Good for district is good for town

One of the candidates at last Tuesday night’s forum made a statement that what is good in the district is good for Fort Frances.
All too often we forget the value that district businesses contribute not only to the economy of the host community but also to the economy of Fort Frances.
Since its opening first as Voyageur Panel, then later as Ainsworth and now Norbord, many of the employees live within the boundaries of Fort Frances. Throughout the area, most of those employees shop the stores and use the restaurants of Fort Frances.
Those purchases, whether directly for the mill or for personal use, do contribute to the well-being of Fort Frances businesses.
The opening of the New Gold mine employing hundreds of workers also has contributed to the success of many businesses across the district. Business have expanded and are employing more people.
As well, many of the workers live within the boundaries of Fort Frances and they pay taxes to the Town of Fort Frances.
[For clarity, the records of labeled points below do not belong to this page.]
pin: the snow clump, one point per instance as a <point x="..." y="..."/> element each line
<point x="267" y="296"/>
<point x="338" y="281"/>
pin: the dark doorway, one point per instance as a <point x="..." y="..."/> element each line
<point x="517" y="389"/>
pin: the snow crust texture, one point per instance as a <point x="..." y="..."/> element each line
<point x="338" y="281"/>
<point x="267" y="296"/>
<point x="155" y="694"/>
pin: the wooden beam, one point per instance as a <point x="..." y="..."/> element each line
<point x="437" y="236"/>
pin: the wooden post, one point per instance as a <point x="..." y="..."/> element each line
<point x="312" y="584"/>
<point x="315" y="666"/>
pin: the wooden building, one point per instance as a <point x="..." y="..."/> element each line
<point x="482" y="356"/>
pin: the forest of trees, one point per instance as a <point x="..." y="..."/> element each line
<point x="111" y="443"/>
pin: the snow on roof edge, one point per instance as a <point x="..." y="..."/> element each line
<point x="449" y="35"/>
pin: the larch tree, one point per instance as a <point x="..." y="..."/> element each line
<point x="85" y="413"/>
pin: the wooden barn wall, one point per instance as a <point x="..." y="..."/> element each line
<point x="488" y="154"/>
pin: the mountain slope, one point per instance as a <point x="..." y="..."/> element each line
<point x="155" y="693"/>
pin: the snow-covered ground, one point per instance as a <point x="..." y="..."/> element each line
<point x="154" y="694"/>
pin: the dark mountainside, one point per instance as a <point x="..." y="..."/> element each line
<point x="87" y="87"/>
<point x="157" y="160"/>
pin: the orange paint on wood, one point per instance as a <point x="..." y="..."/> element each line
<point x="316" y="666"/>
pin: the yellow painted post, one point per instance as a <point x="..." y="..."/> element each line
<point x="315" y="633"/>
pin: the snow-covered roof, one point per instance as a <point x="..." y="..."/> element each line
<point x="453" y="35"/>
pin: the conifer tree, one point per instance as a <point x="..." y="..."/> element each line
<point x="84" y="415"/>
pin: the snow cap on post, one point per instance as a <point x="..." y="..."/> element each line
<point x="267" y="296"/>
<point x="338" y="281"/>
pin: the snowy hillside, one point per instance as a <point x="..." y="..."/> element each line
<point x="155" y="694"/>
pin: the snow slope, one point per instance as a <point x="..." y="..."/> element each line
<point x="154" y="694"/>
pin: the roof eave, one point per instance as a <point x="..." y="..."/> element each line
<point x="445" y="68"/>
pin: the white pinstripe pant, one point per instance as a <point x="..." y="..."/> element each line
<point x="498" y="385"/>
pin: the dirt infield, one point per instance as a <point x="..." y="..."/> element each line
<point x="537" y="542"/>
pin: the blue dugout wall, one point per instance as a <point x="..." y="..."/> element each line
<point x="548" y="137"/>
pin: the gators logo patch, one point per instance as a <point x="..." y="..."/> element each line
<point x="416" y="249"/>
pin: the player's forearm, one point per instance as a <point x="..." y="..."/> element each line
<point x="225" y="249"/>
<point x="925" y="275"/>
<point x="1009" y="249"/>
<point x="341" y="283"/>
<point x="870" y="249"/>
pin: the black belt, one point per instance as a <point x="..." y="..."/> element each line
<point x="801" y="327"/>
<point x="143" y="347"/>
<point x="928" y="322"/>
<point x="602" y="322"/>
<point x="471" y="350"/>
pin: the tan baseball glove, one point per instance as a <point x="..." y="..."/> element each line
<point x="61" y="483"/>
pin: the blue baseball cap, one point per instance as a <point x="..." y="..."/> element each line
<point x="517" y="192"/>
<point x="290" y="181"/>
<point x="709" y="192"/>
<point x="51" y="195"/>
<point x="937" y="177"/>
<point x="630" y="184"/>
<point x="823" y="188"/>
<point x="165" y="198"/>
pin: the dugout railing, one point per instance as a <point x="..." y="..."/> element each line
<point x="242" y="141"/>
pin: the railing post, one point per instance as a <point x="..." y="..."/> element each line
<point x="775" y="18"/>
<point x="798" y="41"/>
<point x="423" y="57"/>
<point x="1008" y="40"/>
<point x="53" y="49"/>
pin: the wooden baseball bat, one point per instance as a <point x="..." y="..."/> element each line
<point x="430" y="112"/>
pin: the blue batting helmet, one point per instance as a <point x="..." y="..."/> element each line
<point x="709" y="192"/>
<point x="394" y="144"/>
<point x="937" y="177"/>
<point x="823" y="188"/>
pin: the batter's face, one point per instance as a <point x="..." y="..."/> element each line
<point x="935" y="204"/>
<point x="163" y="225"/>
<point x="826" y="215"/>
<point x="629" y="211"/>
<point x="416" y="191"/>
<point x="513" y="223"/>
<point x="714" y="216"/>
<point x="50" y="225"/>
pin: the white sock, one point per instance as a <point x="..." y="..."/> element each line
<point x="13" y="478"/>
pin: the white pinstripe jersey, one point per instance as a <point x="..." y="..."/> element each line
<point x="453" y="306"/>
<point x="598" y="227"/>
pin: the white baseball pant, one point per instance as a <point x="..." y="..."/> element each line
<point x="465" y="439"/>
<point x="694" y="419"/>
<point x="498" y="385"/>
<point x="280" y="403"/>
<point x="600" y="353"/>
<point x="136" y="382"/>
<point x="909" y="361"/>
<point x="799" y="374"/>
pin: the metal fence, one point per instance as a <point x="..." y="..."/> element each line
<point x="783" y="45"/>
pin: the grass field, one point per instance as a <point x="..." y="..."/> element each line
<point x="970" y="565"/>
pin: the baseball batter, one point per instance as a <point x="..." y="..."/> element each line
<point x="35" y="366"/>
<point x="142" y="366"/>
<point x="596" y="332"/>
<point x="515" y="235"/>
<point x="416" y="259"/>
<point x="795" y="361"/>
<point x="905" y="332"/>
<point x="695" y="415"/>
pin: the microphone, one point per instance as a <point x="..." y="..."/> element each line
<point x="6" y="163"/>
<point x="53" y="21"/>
Again, what is good for the district becomes good for Fort Frances.
From Nestor Falls to Morson to Rainy Lake and on to Mine Centre, tourists arrive to enjoy our great outdoors. Those camps depend on local stores to provide groceries for those visitors. It initially may be stores in Nestor Falls, Morson, and Emo but eventually those tourist dollars find their way into the tills in Fort Frances.
Many of the employees may be seasonal but they, too, contribute to the health of Fort Frances.
The Times has written about the success of the cattle sales at the sales barn in Stratton. District farmers sold more than $3 million in cattle in two sales–a huge influx of cash to the district agriculture community.
Cattle farms have grown and some now handle more than 500 animals at a time. It is a huge business employing often more than the farm family but others to maintain equipment, and assist in the planting, harvesting, and caring for herds.
Over the past several years, district farmers have invested in large expansions to grow more cash crops. Clearing land and putting in ditches to handle tile drainage all has involved local contractors. Several million dollars has been invested.
The volume of grain that has continued to grow now has more than one trucker hauling grain either to Minneapolis or Thunder Bay to be shipped further. Those grain sales continue to grow both in volume and value–and that money keeps coming back to the district to be used. Total farm gate receipts as compiled by Ontrio Ministry of Agriculture, Food and Rural Affairs in 2017 for the Rainy River Distric was $22.8 million dollars.
Agriculture always has played a big role in the economy of Fort Frances, although it is often overlooked.
Fort Frances does not have any agriculture land but as the largest centre in the district, it services the needs of district residents who shop in the community.
We often tend to forget all the enterprises across the district that contribute to Fort Frances’ economy.
Yes what is good for the communities of the district is good for Fort Frances.